In general, and especially in the “big data” era, there is often a failure to collect sufficient data about the data (metadata). This lack of metadata drastically reduces the potential use of the data, and the attempt to rectify this situation after the fact is often difficult, if not impossible. The necessary metadata must first be located, and then organized and associated with the data. Often those who know about the metadata are no longer available. The proposed alternative is to prepare the data for long-term preservation based on currently accepted best-practices for long-term digital archives. This means that both the data and the metadata are simultaneously collected and prepared for the archive. This methodology provides the best chance that the necessary metadata will be available for future analysis, and ensures use of the data being collected and preserved.

CornerStone is a knowledge acquisition and synthesis framework designed for information model-driven information systems.

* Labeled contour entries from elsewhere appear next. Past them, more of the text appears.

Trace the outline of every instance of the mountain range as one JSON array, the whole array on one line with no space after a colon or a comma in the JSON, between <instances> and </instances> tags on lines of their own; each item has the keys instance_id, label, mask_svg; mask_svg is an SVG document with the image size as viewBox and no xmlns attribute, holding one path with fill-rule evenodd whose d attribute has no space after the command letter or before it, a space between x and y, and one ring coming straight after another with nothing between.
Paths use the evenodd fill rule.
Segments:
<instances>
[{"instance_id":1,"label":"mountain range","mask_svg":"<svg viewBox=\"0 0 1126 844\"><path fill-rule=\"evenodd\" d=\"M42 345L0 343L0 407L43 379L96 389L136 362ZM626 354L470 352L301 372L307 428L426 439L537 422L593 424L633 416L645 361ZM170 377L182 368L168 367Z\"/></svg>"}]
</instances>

Domain knowledge is captured from domain experts using a standard modeling paradigm. The knowledge is then synthesized into a knowledge base and the resulting content is extracted, filtered, and translated to specific file formats for use within the information system. The functional components of a model-driven information system are designed to respond to the domain’s information model, resulting in a system that is compliant with the domain’s information requirements.

The information model remains independent of the implementation technology, and the information model is captured in a language that has more expressive power than the other languages in the system. The underlying metamodel incorporates current best-practices for digital archives, federated object registries, and metadata registries. Multi-level governance is established for model management. Providing the core information requirements for the information system and the information model establishes the cornerstone for the information system’s architecture.

Unique features of the framework are the guiding principles under which it was developed: the information model should remain independent of its implementation, the model should evolve independent of the implementation technology, the model should remain disentangled from any implementation technology, and the model should drive the information system in a changing domain.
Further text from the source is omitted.